Making sure Delta neighbourhoods are inclusive

Delta Housing Be Mine Society says it’s important for the community to embrace diversity
housing be mine society
Aging parents of children with developmental challenges in Delta are concerned about the future housing options for their children.


It’s a much-needed form of affordable housing that can ensure neighbourhoods are inclusive.

That’s what Housing Be Mine president Shirley-Ann Reid told council this week during the public hearing on amendments to the city’s secondary suite policy, changes that were approved by council following the hearing.

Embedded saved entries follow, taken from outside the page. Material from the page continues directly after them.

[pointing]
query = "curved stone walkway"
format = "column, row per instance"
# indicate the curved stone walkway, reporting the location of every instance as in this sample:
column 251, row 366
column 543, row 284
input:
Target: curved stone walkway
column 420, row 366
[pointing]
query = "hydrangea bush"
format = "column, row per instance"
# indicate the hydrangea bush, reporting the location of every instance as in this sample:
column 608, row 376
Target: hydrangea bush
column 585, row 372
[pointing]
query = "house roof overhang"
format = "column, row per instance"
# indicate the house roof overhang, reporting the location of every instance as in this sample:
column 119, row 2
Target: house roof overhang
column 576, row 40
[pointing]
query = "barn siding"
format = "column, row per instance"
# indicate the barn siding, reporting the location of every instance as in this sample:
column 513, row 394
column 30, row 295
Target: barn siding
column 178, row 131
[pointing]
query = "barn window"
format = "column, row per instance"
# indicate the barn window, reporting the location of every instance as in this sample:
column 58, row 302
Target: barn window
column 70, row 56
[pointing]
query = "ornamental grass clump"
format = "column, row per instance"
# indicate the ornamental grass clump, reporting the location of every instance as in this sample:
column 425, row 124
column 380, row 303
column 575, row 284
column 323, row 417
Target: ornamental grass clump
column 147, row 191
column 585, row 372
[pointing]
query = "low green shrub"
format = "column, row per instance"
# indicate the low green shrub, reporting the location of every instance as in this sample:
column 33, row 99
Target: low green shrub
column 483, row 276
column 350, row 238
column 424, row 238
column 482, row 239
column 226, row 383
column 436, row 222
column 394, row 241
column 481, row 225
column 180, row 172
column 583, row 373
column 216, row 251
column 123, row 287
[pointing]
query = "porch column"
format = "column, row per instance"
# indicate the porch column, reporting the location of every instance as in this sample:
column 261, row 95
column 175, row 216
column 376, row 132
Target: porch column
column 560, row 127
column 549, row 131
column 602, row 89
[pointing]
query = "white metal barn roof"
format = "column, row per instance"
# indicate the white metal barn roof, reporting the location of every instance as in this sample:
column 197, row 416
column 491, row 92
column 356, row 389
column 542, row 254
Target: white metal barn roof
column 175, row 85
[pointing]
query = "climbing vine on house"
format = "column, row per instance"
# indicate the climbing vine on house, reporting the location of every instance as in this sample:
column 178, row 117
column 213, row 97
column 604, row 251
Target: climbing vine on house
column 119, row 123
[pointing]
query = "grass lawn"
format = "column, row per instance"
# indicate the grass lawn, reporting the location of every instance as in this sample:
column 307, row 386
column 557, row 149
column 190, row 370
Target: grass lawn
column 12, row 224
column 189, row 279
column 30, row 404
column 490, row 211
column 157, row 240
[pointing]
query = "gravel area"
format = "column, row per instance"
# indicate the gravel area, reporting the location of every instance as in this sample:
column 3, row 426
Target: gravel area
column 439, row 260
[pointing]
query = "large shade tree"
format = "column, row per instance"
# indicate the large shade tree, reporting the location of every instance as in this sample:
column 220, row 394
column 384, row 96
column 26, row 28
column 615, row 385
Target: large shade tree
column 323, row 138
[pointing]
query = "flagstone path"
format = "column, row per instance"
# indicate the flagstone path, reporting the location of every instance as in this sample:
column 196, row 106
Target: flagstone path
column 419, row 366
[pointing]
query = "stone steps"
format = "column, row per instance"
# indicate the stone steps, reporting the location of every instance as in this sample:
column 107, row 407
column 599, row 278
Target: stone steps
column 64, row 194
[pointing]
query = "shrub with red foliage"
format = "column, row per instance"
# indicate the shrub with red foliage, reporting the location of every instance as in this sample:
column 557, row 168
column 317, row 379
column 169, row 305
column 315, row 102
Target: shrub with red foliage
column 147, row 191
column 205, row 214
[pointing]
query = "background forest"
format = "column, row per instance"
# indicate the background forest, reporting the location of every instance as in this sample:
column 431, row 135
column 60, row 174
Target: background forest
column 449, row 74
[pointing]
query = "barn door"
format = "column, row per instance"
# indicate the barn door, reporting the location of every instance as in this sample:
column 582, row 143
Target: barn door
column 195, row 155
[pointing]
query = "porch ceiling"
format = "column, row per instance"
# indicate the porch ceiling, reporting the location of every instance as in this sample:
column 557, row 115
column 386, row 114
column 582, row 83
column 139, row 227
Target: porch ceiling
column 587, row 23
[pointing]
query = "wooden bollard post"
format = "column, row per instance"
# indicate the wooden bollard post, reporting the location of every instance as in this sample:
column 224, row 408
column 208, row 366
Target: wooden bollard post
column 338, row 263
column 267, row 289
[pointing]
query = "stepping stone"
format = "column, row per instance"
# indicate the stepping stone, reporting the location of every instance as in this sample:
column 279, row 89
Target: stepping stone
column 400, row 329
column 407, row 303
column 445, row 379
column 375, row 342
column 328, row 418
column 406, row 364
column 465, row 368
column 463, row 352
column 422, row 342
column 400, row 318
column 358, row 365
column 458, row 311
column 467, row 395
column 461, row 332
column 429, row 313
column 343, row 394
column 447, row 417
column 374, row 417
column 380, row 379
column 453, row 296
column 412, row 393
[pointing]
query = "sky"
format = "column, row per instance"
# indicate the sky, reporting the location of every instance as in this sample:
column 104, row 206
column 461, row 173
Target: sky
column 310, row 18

Describing suites as a form of low-impact densification that maintain community character, Reid told council there’s currently around 425 adults in Delta with intellectual disabilities who will need homes within the next few years as many of their parents whom they’re currently living with are aging.

Noting the city needs to decrease barriers to accessibility and affordability for people of varying abilities, she said parents are concerned about their children’s futures and whether they’ll be able to remain in their home communities.

Reid also noted ground-oriented homes offer a solution to those individuals’ who experience physical accessibility restrictions, and that suites are in established neighbourhoods that are close to amenities such as recreation facilities, medical, dental, shopping and transportation.

“Ultimately, the amendments are extremely important in resolving Delta’s housing crisis. Equally important, secondary suites are an integral part of an inclusive affordable community that embraces diversity,” said Reid.

The society also noted that even support workers are having difficulty finding affordable housing options in the community they work.

Released last spring, a comprehensive community and housing profile report for Delta noted participants during community consultations spoke about the significant need for inclusive housing for people with intellectual disabilities, physical disabilities as well as seniors needing supports.

Parents of children with developmental disabilities expressed concern over the housing options for their children as those parents age or pass away, the report noted, adding there’s few affordable housing options.

Out of approximately 23,600 single detached lots in Delta, removing the lot width requirement would allow secondary suites on approximately 1,950 additional lots, provided that three off-street parking spaces could be provided and B.C. Building Code requirements are met, according to the planning department.

The City of Delta is also undertaking a housing action plan, which should be completed in the next few months.

Having opportunities for more inclusive housing is among the goals of the upcoming housing strategy.